I've just returned from a few days in Shanghai, my second of hopefully many trips to China. On my first visit, to Beijing last year, I was bitten by the China bug. Those of you reading this who've visited the country may know what I mean. It's the condition whereby you see a tiny part of China and you want to see a whole lot more. You leave the country thinking about the next occasion when time and money will allow you to return.
Thers's something about the size of the country which grips you; the immensity of its geography, the length of its history; the richness of its culture, which just makes you want to see more, to hear more, to learn more, to eat more, all the time knowing that you'll never be finished. You'll never look at China and think "right done that, on to Thailand".
But for sucha bewitching country, China has a quite appalling government. Its suppression of free speech and basic human rights and its brutal treatment of minority groups are quite well known in the West. What is less well known is its bullying attitude to Taiwan. I have to admit that I'm not unbiasssed on this issue having spent nearly two years living on the island.
In the ten months between visits, nothing seems to have changed in China's attitude to Taiwan, or as the boys and girls at Xinhua news agency would have you say, "Taiwn province". Unfortunately on this occasion, I didn't get talking to any locals about this issue as I had done in Beijing, happily discussing the merits of Chiang Kai-shek with a postcard seller in Tainanmen Square, with secret poilice all around. I did however have a chance to see how the regime's mouthpieces are depicting cross-strait relations.
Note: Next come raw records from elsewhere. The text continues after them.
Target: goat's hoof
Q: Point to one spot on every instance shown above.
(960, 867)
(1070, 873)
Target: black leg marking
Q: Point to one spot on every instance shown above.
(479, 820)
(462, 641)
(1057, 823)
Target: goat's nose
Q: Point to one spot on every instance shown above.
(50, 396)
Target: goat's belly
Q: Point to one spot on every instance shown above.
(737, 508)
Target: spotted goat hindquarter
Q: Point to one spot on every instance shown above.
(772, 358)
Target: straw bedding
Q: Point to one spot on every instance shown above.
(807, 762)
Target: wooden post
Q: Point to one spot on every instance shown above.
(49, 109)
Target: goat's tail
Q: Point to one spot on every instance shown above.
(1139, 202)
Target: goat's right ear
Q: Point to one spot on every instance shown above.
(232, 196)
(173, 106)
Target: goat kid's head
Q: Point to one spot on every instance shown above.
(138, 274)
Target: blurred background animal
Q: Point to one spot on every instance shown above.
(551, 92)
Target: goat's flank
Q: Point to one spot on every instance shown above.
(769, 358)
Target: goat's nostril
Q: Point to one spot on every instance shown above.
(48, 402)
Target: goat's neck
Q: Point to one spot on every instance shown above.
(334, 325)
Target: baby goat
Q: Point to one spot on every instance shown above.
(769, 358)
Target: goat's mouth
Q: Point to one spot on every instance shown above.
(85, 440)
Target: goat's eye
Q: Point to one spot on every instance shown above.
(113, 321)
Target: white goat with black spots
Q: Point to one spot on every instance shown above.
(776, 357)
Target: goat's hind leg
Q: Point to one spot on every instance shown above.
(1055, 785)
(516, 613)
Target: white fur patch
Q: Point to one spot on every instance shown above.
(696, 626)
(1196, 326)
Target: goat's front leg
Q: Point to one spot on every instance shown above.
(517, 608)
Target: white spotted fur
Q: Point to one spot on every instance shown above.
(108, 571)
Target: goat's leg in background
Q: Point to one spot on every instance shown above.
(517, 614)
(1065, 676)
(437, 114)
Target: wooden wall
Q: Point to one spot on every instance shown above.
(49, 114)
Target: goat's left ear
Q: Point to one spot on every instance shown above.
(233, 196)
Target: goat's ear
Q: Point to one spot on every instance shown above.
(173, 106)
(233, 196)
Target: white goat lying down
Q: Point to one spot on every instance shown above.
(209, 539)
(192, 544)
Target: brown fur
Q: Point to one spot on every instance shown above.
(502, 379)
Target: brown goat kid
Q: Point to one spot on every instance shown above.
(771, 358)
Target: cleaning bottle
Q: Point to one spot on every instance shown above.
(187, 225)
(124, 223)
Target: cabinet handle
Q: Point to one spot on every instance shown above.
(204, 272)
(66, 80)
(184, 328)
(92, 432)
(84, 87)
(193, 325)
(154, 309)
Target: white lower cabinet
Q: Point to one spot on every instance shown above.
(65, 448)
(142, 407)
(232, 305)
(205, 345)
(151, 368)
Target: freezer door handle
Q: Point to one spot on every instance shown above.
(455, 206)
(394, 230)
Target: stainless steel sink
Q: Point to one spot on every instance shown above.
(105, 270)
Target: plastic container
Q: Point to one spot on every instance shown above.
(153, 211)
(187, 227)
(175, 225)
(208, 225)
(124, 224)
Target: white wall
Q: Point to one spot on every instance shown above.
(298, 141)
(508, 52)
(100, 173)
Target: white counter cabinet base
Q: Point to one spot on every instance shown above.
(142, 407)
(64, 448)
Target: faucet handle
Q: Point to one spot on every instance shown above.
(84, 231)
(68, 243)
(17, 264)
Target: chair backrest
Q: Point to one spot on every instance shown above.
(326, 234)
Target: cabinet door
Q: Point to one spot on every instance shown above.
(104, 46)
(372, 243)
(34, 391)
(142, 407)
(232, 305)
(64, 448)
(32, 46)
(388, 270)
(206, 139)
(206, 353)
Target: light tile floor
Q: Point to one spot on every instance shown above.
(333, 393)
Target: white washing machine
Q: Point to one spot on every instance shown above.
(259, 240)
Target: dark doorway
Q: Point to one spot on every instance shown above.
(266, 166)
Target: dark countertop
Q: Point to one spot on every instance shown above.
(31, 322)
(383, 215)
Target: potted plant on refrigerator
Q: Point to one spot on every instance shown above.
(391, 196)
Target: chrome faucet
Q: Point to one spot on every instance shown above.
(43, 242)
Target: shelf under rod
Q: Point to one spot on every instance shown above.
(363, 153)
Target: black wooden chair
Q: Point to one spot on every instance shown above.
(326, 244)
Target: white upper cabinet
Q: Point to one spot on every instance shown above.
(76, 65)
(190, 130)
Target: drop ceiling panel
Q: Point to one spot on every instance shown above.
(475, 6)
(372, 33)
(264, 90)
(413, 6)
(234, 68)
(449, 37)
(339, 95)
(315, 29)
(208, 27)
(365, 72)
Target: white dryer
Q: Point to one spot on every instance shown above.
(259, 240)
It's a case of same old, same old unfortunately. The same bellicose rhetoric, the same tired mantras and the same pig-headed refusal to acknowledge reality.
Beijing's narrative on this issue portrays the island's president, Chen Shui-bian as the crux of the problem. He is, according to Xinhua, a "splittist" (a word I haven't heard since the last time I watched "Life of Brian"), bent on separating Taiwan form "the Motherland" againt the wishes of people on both sides of the strait. The issue of the "Beijing Review" which I bought used exactly the same term to describe the murderers in Beslan, no coincidence in my mind.
But the problem for China is that it has fundamentally misunderstood the nature of the conflict. President Chen is not some extremist dragging his country down a path it does not wish to go. He is the democratically elected leader of Taiwan. In this year's election he (just) won a majority of votes. He speaks for Taiwan.
Yes, it's certainly true, as this year's election demonstrated, that public opinion in Taiwan is split. Some people want independence now, some unification now while the great maass of the population floats between these two extremes. But none of this changes the fact that Chen is the legitimate voice of Taiwan. China's problem, as it may discover to its cost one day, is not with Chen Shui-bian, it's with the poeple of Taiwan.
As the regime in Beijing misreads the problem, so it misreads the solution. China sticks fanatically to its "one China" doctrine, the belief that there can be only one Chinese state in this world, and it's the People's Republic. Foreign governments are prompted to repeat their support for this mantra on a regular basis.
Well, you can say "one China" in any langauge you want, but it doesn't change the fact that there are two Chinas, and there have been for the past fifty-five years. There are two Chinese leaders, not one; two Chinese flags, not one; two Chinese armies, not one, And de facto, though not yet de jure, there are two Chinese states, not one.
Beiijing's offer of Hong Kong style autonomy to Taiwan, "one country, two sysytems", simply won't work. Such an offer ignores crucial differences between the former Britsh colony and the "rebel povince". Firstly Taiwan, unlike Hiong Kong, is a democracy, not a colony run by an Englishman. The Taiwanese fought long and hard for the right to elect their own leader and they won't relinquish this lightly. Secondly, and more improtantly, Tawian is not, as Hong Kong was, bound by a set handover time. The island is not something to be given over ina treaty, it is a powerful country in its own right. It does not have to rush to a settlement at the behest of others.
In any case, the experience of Hong Kong since 1997 hardly encourages support for the "one country, two systems" model in Taiwan. The area is now run by Tung Chee-hwa, a widely reviled puppet of Beijing. Autonomy in Hong Kong is a charade.
If the Politburo really do want unity then they will have to come up with something a lot better than "one country, two systems". More like "one nation, two states". But if this week's visit is anything to go by, such new thinking is a long way off. China is keeping up the rhetoric, convening conferences where it warns of the dire implications for regional peace if Chen goes too far.
But the more China beats its chest, the more it alienates the people of Taiwan. Rather than wailing aboiut the "splittists" in power in Taipei,China should instead reflect on why support for their "one China" doctrine is slowly ebbing away on the island. I don't see this happening anytime soon.
It may be a long time before I can read a newspaper in China without getting angry.